Productivity in the pandemic should not be the priority

Bethany Abrams

Last year when the country first began a national lockdown to mitigate the COVID-19 virus, some individuals took advantage of this time to learn something new or strengthen pre-existing skills. As we approach over a year living in the pandemic, we may still feel the need to continue to utilize our time in a productive way. The reality is, though, that the most important job in a pandemic is to survive and be safe.
Since we live in a capitalist society, there is a great emphasis placed on the idea of productivity and getting many things done in an efficient manner. It is typical for an individual to have a rigorous schedule where work or school is prioritized, even at the expense of basic necessities.
As a first-year college student, I fall into this spiral of working hard with little to no breaks and hoping that everything will eventually pay off in the future. As we have learned, if we want to be ‘successful’ with a high-paying career, we must work for it, even in the midst of a pandemic.
“This push for productivity has gotten even worse since the onset of the pandemic as people fret over how they’re ‘making the most’ of their newfound time at home,” said Hannah Hickok in a BBC article.
For some, this pressure regarding productivity during the pandemic has paid off and made them happier. For instance, one individual started an Etsy Shop during the pandemic, which was something she always wanted to do. “Learning and trying something new truly brings me joy and I felt like it was a good use of my quarantine time,” said Steph in a Zero to Biz blogpost. 
She continues to be an entrepreneur encouraging others to put their ideas into action. This is commendable in a pandemic, and she is not the only one who has channeled productivity and increased their happiness levels along the way.
For others, though, the pressure of being productive has turned work into something obligatory and draining. Carol Tompkins is an example of an individual who knew her overt desire to be productive was harming her.
“Tompkins is one of many redefining productivity as a result of the pandemic, finding that the old definition of non stop grinding hasn’t served their health, wellbeing or even success at work,” said Hickok.

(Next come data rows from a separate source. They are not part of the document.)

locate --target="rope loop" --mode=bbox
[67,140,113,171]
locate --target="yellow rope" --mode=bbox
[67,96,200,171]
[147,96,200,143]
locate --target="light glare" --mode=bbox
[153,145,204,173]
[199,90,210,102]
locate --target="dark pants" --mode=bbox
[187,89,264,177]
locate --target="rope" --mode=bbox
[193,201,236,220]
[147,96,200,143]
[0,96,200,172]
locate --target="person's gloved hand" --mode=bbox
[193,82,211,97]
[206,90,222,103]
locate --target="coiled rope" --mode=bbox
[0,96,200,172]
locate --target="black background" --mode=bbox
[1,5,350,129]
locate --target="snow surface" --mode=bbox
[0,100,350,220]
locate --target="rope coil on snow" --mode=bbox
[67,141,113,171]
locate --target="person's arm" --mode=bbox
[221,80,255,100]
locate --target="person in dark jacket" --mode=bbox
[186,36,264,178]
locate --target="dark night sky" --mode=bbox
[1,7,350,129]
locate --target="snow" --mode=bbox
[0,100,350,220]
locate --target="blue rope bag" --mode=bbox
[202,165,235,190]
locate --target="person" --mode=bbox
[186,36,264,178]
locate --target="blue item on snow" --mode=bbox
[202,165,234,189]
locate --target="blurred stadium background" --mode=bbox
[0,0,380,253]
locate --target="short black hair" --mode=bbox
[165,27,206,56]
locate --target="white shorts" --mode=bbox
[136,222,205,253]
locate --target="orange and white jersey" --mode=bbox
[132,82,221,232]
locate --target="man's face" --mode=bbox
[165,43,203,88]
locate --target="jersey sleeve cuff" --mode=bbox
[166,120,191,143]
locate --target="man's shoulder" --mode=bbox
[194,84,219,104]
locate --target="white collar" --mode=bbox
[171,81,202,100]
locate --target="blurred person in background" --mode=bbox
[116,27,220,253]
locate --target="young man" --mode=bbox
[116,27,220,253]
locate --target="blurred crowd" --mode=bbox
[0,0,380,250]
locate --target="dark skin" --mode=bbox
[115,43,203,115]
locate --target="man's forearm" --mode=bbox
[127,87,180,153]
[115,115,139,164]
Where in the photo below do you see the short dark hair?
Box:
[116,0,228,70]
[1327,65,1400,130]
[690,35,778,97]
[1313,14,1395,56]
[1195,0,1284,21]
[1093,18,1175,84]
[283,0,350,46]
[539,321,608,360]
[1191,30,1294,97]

Rather than work outside of her hours, she finds time for herself and her family. In fact, she was even fortunate enough to reduce the number of hours she works.
I think it is important that we are lenient with ourselves regarding individual productivity. If we are succumbing to productivity pressures simply because we feel that we have to even if we do not want to, then it is time to take a step back.
Living in the pandemic we are dealing with a number of emotions, including a lot of fear as well as grief both inside and outside of our own families. News headlines each day for over a year have been related to COVID-19 in some way, and that can be exhausting. 
We have to prioritize our mental states and find ways that work for us to combat those negative emotions and COVID-19 fatigue. Thus, we cannot let these pressures of productivity weigh too heavily on us.
Taking time to recuperate while continuing to be as safe as possible is the best thing we can do at this moment. Rather than worrying about the next task on a to-do list, we should take a moment to breathe and realize we are doing our best to survive, and that is good enough.